Pooja, a hotmail user, received a supposedly official email from www.hotmail.com - warning her of the latest virus doing the rounds. The email contained a link to www.mcafe.com for further information, Pooja clicked on the link, downloaded what appeared to be a harmless text file, read it and later shut down the computer.

What she did not realize was that she had been infected by a Trojan, a software program that allowed other people to remotely access her computer. Her attacker could now view, copy and delete any files from her computer, upload files onto her computer or just play around with her CD ROM tray by making it open and close randomly.

The attacker in the real-life example above used email spoofing (enabled by websites like www.sendfakemail.com) and URL redirection (enabled by email services capable of reading HTML mail), to fool Pooja into infecting her own computer with a Trojan (available freely from sites like www.antionline.com and www.bo2k.com)
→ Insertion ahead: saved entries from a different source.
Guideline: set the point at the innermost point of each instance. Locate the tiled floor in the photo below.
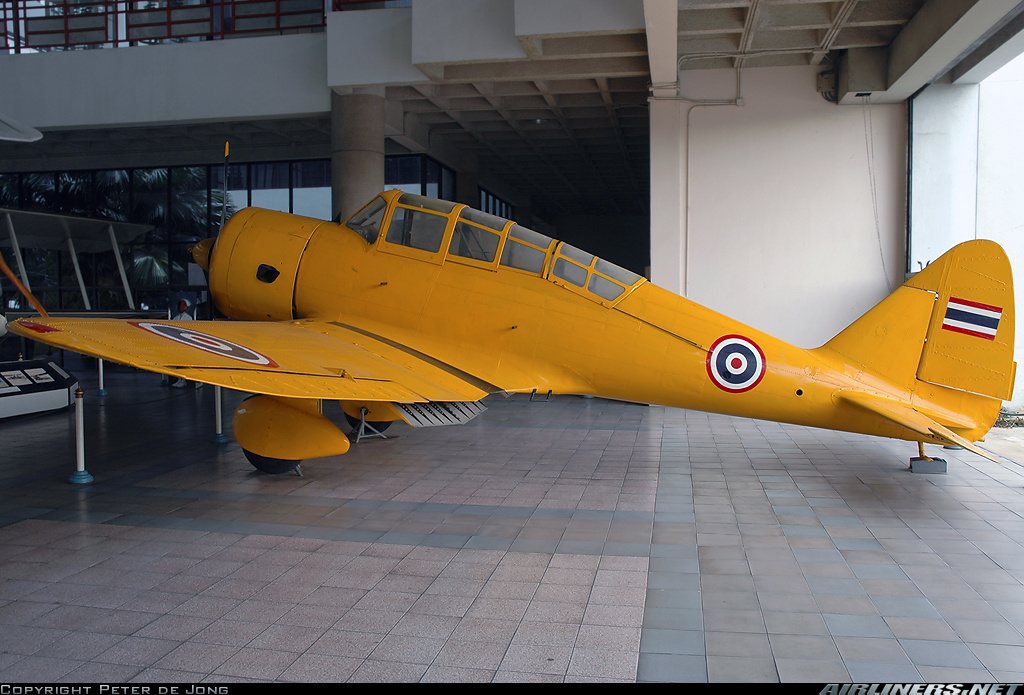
(577, 539)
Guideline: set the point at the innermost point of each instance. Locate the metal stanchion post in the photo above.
(80, 475)
(218, 437)
(102, 389)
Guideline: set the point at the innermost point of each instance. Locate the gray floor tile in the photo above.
(573, 540)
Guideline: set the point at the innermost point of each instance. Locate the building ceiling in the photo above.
(568, 124)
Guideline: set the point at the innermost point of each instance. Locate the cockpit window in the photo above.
(526, 254)
(570, 272)
(472, 242)
(443, 207)
(417, 228)
(530, 236)
(581, 257)
(367, 222)
(627, 277)
(603, 288)
(483, 219)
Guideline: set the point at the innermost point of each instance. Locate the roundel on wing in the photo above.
(212, 344)
(735, 363)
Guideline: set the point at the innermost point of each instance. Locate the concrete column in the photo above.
(668, 196)
(356, 150)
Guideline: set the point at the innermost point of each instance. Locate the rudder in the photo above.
(951, 324)
(970, 342)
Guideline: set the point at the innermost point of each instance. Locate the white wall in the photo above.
(944, 166)
(779, 228)
(1000, 183)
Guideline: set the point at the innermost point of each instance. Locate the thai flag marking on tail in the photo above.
(972, 318)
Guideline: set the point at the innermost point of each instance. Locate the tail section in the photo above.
(970, 342)
(951, 324)
(942, 345)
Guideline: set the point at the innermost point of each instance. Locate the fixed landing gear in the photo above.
(272, 466)
(363, 429)
(925, 464)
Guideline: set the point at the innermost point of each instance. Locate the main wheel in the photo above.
(268, 465)
(379, 426)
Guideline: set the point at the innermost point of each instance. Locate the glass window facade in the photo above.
(184, 205)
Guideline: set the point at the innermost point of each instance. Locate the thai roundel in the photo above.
(735, 363)
(202, 341)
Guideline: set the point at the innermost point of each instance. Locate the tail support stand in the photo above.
(925, 464)
(80, 475)
(366, 430)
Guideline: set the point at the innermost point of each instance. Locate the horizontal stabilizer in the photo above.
(905, 416)
(434, 414)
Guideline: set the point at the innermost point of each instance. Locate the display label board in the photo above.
(34, 386)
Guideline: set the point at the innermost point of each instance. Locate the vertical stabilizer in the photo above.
(951, 324)
(970, 342)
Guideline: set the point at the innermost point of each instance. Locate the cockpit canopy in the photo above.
(423, 226)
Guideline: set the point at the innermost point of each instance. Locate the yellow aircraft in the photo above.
(415, 309)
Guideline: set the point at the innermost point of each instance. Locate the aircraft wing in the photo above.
(905, 416)
(305, 358)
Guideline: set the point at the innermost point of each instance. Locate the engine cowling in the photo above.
(255, 261)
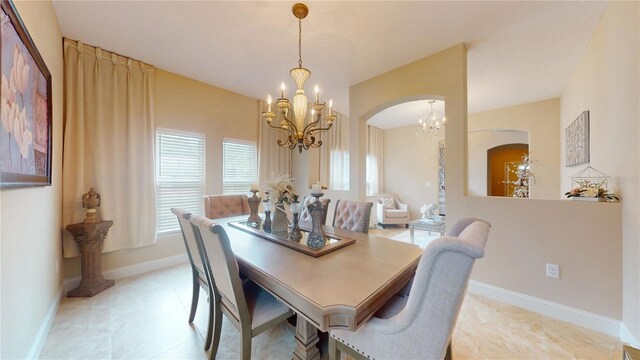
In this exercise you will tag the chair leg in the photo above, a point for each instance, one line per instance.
(210, 323)
(449, 354)
(245, 346)
(194, 298)
(334, 352)
(217, 329)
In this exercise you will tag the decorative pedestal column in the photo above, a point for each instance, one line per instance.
(90, 237)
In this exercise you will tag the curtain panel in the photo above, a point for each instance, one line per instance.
(109, 144)
(375, 165)
(334, 155)
(273, 159)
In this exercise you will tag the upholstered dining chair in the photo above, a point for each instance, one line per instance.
(419, 326)
(220, 206)
(352, 215)
(304, 219)
(199, 276)
(248, 307)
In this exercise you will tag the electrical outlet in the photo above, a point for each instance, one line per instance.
(553, 271)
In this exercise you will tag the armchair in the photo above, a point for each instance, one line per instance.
(390, 211)
(419, 325)
(219, 206)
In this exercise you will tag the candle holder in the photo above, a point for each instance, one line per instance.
(254, 204)
(267, 214)
(317, 239)
(295, 234)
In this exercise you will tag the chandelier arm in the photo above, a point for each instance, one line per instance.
(278, 128)
(292, 126)
(313, 131)
(309, 128)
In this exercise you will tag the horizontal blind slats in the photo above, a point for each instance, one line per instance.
(240, 167)
(180, 179)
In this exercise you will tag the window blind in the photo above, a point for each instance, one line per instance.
(180, 179)
(240, 166)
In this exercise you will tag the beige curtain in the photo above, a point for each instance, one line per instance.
(273, 159)
(108, 144)
(375, 155)
(334, 155)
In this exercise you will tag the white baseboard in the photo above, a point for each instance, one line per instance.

Hackers, viruses, logic bombs, email bombs, cancel bots, Trojans, web-jacking, IP spoofing, email spoofing, ping-of-death attacks, denial of service attacks and SYN attacks are just some of the evils spewed by the dark side of the internet. Underground search engines like www.astalavista.com (not altavista.com) provide links to thousands of websites offering an assortment of free hacking and bombing tools.

Wannabe crackers (hackers are supposed to be the good gyps who only break into other people’s systems to “analyze and study” them) can freely download Trojans such as NetBus and BO (Back Orifice), rename tem and send them as email attachments to unsuspecting people. All the “victim” has to do is click on the infected attachment. He computer is now “owned” by the cracker.

Web jacking is the act of cracking and changing a website’s admin passwords and then taking control of the website. The motive is usually money. In 1999, a US based children hobby website was “web-jacked”. The ransom demanded was US $ 5 million. To force the owners to pay up the money, the webjackers made some subtle but deadly changes to the website. One of the activities detailed in the website was titled “Have fun with gold fish”. The webjackers substituted the word “piranha”. 18 children were seriously injured while trying to feed the “cute little piranha fish” that they had bought after reading the article.

A logic bomb is a piece of malicious code that is programmed to perform a certain act when a certain event, known as a trigger, occurs. In 1998 a bank employee planted a “logic bomb” in his bank’s system. The Trojan was programmed to deduct 10 cents a week from all the bank accounts in that branch and deposit it into the account of the customer whose name was alphabetically the last. He then opened on account in the name of “Zygler” and merrily milked thousands of dollars every Saturday. The authorities realized that something was wrong when a new customer called “Zyzte” notified them that his account had been credited with a large sum the week before. Websites like www.antionline.com and www.blacksun.boxsk contain an arsenal of tutorials and free tools for wannabe crackers. To protect oneself from such attackers, knowledge of these tools is essential.

A small word of caution to those who may suddenly feel motivated to misuse any of the tools discussed above. The Indian law provides for a jail term of 3 years for hacking and fines of crores of rupees for passing on viruses.